Alla wrote previously:
"Breaking into Umbridge office, I would not agree as pure selfishness
either."
Del replies:
I'm surprised, because this one seems very obvious to me. Would you
mind explaining your point of view a bit more, please?
Alla:
Sorry, it is just "selfishness" carries very negative, BAD
connotation to me. I guess I would agree " for his own purpose". I
don't see anything BAD in his desire to talk to Sirius.
Alla wrote:
"I think to compare "rule breaking" we should pick the Slytherin who
actually has "lines" to speak and so far it has been Draco mainly,
unfortunately."
Del replies:
I completely disagree. Using Draco as the Slytherin-meter would be
like using Harry as the Gryffindor-meter. Both of them are above the
crowds of their respective Houses, and using either of them as the
typical example of their House wouldn't be fair.
Alla:
Blinks and registers her very sincere surprise. But there are NO
other Slytherins to use so far, am I right? Are we suppose to pick
the character who is just a name for now?

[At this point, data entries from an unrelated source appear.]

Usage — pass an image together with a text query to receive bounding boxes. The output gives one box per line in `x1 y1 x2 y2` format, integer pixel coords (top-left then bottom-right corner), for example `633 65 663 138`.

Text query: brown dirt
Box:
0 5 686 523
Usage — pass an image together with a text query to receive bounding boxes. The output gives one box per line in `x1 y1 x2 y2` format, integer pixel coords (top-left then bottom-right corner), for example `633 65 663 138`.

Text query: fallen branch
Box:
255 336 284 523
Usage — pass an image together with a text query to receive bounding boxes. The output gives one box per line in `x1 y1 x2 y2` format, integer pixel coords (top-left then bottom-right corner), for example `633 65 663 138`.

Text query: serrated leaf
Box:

Harry is indeed above the croud. Draco is for the most part THE
ONLY CROUD we can hear for the most part. We can assume that he is
above the croud or we can assume that he is the typical
representative of such.
Alla wrote:
"I guess I still place Gryffs and especially Trio on significantly
more unselfish rule breaking scale."
Del replies:
Well, we always end up in the same ditch : we don't know *why* the
Slytherins do anything. Motives, motives, motives :-)
Alla:
Actually, I don't completely agree. I think that we may not know
COMPLETE story about Slytherins and why they do things, but we were
given some motifs for their action (pureblood ideology for example)
and to me they are clear as night and day.